El orgullo de Sahuayo, Michoacán, subió a la báscula con porte firme, mirada segura y esa energía que sólo traen los peleadores que creen en sí mismos antes que en cualquier pronóstico. No hubo exceso de gestos ni palabras de sobra: su lenguaje fue el del cuerpo, el del rostro serio y la postura erguida de quien sabe que está listo.

En el careo frente a Marcus Cortez Harris, Cárdenas mostró algo más que buena forma física: mostró temple. Se plantó sin titubeos, sin bajar la mirada, sosteniendo el intercambio visual como quien dice sin hablar: aquí estoy y voy por todo.
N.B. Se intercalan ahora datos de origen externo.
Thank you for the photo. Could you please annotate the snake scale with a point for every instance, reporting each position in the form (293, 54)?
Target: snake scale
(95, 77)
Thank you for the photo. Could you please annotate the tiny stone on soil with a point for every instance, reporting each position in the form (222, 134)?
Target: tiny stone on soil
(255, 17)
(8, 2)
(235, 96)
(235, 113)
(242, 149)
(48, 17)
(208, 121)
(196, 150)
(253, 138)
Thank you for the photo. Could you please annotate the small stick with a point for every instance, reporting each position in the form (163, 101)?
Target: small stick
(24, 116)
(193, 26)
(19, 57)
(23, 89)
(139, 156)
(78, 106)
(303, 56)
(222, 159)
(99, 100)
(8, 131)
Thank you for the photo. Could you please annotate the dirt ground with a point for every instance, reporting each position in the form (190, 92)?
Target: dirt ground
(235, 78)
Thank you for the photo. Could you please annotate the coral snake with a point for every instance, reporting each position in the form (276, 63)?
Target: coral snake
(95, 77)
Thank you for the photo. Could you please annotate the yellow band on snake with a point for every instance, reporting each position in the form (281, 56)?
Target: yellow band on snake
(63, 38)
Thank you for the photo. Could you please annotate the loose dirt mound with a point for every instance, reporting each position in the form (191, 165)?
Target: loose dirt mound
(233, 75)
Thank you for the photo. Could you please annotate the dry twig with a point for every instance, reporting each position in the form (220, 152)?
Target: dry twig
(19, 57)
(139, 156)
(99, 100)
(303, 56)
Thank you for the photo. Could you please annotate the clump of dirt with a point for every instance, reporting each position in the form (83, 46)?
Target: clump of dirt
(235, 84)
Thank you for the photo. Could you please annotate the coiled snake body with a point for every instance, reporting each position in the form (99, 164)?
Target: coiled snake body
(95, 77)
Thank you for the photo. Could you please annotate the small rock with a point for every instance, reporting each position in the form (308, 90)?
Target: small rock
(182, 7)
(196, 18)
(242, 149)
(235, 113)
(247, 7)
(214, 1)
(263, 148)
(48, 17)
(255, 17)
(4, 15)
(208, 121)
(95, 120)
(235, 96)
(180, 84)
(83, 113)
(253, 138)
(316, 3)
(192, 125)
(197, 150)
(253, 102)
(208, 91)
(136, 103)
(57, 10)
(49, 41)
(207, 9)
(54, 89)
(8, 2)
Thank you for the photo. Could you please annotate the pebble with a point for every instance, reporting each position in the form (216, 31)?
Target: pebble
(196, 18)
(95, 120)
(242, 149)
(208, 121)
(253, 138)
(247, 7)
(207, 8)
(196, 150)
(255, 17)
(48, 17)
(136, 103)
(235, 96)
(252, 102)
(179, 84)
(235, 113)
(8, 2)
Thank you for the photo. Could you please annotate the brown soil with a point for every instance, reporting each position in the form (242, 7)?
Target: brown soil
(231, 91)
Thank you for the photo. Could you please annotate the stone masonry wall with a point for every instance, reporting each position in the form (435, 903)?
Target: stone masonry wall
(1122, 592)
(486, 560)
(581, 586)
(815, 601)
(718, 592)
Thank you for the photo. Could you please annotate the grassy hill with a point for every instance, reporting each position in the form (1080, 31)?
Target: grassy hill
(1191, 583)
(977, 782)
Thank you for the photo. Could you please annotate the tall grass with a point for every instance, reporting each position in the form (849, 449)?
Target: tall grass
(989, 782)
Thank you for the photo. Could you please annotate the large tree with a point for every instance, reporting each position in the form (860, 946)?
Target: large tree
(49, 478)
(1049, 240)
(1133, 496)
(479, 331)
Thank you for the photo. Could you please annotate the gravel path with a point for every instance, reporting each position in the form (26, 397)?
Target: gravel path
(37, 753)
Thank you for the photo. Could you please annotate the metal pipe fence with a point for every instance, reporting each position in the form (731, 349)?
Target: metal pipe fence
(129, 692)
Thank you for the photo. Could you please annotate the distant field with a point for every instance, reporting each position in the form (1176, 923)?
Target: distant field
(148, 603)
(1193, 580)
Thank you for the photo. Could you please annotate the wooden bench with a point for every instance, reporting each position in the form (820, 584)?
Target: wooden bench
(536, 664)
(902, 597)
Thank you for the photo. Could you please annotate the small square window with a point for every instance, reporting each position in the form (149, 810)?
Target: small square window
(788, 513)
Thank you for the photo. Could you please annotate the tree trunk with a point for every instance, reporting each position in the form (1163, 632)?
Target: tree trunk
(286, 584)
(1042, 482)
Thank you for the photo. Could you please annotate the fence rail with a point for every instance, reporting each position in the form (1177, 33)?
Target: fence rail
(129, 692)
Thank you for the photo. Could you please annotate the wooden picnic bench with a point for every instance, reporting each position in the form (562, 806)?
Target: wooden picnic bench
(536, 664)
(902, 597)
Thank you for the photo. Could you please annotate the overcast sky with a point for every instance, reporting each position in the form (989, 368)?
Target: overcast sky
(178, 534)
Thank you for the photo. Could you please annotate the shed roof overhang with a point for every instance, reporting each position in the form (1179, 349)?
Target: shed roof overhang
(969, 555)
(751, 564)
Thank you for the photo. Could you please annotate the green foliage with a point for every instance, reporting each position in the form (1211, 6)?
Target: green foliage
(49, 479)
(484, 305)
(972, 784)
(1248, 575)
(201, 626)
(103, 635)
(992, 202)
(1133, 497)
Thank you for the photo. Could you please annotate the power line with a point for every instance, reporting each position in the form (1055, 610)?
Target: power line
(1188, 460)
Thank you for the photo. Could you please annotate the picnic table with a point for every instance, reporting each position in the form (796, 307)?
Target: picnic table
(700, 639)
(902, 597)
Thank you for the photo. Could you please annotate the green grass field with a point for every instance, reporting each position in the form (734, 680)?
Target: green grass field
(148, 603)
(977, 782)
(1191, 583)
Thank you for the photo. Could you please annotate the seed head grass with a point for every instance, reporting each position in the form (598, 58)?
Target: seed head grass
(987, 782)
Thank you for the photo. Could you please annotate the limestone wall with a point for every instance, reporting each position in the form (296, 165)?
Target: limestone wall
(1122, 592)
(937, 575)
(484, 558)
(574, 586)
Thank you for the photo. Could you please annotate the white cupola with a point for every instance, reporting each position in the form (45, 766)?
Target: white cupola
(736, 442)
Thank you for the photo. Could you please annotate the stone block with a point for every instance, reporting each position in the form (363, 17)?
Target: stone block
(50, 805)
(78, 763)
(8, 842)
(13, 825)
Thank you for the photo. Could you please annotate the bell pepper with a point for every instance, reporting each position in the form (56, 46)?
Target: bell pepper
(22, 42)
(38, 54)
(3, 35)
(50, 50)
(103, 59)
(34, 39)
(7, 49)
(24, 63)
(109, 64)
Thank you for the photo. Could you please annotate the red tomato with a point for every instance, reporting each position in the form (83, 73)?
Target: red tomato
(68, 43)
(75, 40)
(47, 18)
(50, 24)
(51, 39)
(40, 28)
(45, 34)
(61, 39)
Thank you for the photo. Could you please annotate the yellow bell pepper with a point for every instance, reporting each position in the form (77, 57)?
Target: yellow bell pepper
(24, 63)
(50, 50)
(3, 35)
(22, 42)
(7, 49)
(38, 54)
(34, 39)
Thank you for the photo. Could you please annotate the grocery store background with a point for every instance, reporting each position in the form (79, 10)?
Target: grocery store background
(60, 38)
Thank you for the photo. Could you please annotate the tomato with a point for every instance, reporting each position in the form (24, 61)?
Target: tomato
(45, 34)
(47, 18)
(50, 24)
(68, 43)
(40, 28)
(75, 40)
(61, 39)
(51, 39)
Con la sangre azteca corriendo fuerte por sus venas, Emiliano proyectó esa mezcla tan peligrosa para cualquier rival: tranquilidad y hambre. Tranquilidad del que se preparó bien. Hambre del que quiere comerse el escenario grande del boxeo internacional.

La consigna que lo acompaña no es un eslogan vacío: Retroceder nunca, rendirse jamás.

Y eso fue exactamente lo que transmitió en cada segundo sobre la tarima.

No se vio nervioso, no se vio presionado por el escenario del UFC Apex ni por el entorno de Las Vegas. Al contrario: se le vio cómodo, como si este momento fuera justo donde debía estar.

Este viernes, Cárdenas saldrá a pelear de la misma manera en que se presentó al pesaje: con seguridad, con decisión y con la mentalidad de quien no concibe otra opción que no sea dejarlo todo arriba del ring.

Sahuayo vuelve a asomarse al mapa grande del boxeo.

Michoacán vuelve a rugir.

Y Emiliano Cárdenas está listo para que su nombre empiece a sonar donde sólo llegan los que se atreven.